Distributed_Systems_Architecture
Introduction
Distributed data systems are infrastructures where data is stored and processed across multiple nodes working together. These nodes or machines share the workload and when the need for scaling up arises, more machines can be added instead of relying on a upgrade the machines (scaling horizontally).
Why?
The rise of social networks, e-commerce platforms, and IoT devices has created a flood of data. A single machine cannot store or process petabytes of information efficiently , Distributed systems enable:
- Scalability. handle growth by adding more nodes
- Fault tolerance: if one machine fails, others continue to function
- Performance: tasks can be parallelized, significantly reducing computation time
When?
Distributed systems are used when:
- Data volume is too large for a single machine
- applications require high availability
- real-time or large-scale analytics is necessary
How?
they function by splitting data into smaller parts, replicating them across nodes, using distributing computing frameworks like hadoop or spark to process them. Data locality is often prioritized – computation is moved to where the data resides, not the other way around.

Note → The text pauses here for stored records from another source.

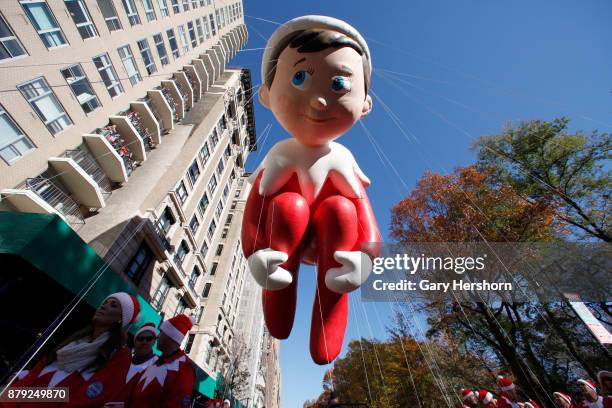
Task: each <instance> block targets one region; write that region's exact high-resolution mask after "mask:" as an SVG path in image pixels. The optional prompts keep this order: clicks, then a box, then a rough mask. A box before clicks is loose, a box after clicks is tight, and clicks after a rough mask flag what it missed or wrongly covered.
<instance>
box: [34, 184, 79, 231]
mask: <svg viewBox="0 0 612 408" xmlns="http://www.w3.org/2000/svg"><path fill="white" fill-rule="evenodd" d="M24 187H25V188H26V189H28V190H30V191H33V192H34V193H36V195H37V196H39V197H40V198H41V199H43V200H45V201H46V202H47V204H49V205H50V206H51V207H53V208H55V210H56V211H57V212H58V213H60V214H61V215H62V216H63V217H64V218H65V219H66V221H68V223H70V224H84V223H85V219H84V218H83V214H82V213H81V209H80V208H79V205H78V204H77V203H76V202H75V201H74V200H73V199H72V198H70V196H69V195H68V194H66V193H65V192H64V191H63V190H62V189H60V188H59V187H58V186H57V185H56V184H55V183H54V182H53V181H51V180H49V179H46V178H44V177H32V178H28V179H27V180H26V181H25V186H24Z"/></svg>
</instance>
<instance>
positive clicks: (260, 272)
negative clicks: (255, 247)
mask: <svg viewBox="0 0 612 408" xmlns="http://www.w3.org/2000/svg"><path fill="white" fill-rule="evenodd" d="M287 259H289V256H288V255H287V254H286V253H284V252H281V251H275V250H273V249H272V248H265V249H260V250H259V251H256V252H254V253H253V254H251V256H249V258H248V259H247V262H248V264H249V269H250V271H251V275H253V278H255V282H257V284H258V285H259V286H261V287H262V288H265V289H268V290H281V289H285V288H286V287H287V286H289V285H290V284H291V282H293V276H292V275H291V272H289V271H288V270H286V269H284V268H281V267H280V266H279V265H280V264H282V263H284V262H286V261H287Z"/></svg>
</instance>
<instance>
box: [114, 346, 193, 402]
mask: <svg viewBox="0 0 612 408" xmlns="http://www.w3.org/2000/svg"><path fill="white" fill-rule="evenodd" d="M192 364H193V363H192V362H191V360H190V359H189V357H187V356H186V355H185V353H184V352H183V351H182V350H178V351H177V352H176V353H175V354H173V355H171V356H168V357H160V358H159V360H157V362H155V364H153V365H151V366H149V367H148V368H147V369H146V370H144V371H142V372H141V373H140V374H138V376H139V378H138V381H137V382H136V385H135V387H134V389H133V391H132V392H131V396H130V398H129V399H128V401H127V406H128V407H132V408H153V407H163V408H174V407H177V408H178V407H189V406H191V393H192V391H193V387H194V385H195V369H194V367H193V365H192ZM123 378H125V377H123Z"/></svg>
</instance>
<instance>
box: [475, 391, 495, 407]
mask: <svg viewBox="0 0 612 408" xmlns="http://www.w3.org/2000/svg"><path fill="white" fill-rule="evenodd" d="M492 399H493V394H491V393H490V392H489V391H487V390H480V391H478V401H480V402H482V403H483V404H488V403H489V402H491V400H492Z"/></svg>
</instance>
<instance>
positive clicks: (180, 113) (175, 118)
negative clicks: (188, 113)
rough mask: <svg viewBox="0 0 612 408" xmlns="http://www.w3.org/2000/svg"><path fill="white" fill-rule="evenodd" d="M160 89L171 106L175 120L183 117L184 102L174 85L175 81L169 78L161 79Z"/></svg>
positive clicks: (168, 104) (167, 101)
mask: <svg viewBox="0 0 612 408" xmlns="http://www.w3.org/2000/svg"><path fill="white" fill-rule="evenodd" d="M161 91H162V94H163V95H164V98H166V101H167V102H168V105H170V107H171V108H172V112H174V119H175V121H176V122H178V121H180V120H181V119H183V118H184V117H185V102H184V101H183V97H182V96H181V92H180V91H179V89H178V87H177V86H176V82H175V81H173V80H170V79H166V80H163V81H162V84H161Z"/></svg>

Centralized vs Distributed Systems
Centralized System
- Example: Hosting a Bitcoin trading service on a single home computer.
- Scaling method: Vertical Scaling (add CPU, RAM, etc.).
- Limitations:
- Physical limits to hardware upgrades.
- Single point of failure (power outage, crashes).
- High latency for global users.
Distributed System
- Scales horizontally (add more machines).
- Can support billions of users.
- Improves reliability (no single point of failure).
- Reduces latency by distributing workload across regions.
Key Characteristics
- Communication happens only through the network.
- Processes must maintain a shared state.
- If processes don’t know about each other → it’s just a collection of computers, not a distributed system.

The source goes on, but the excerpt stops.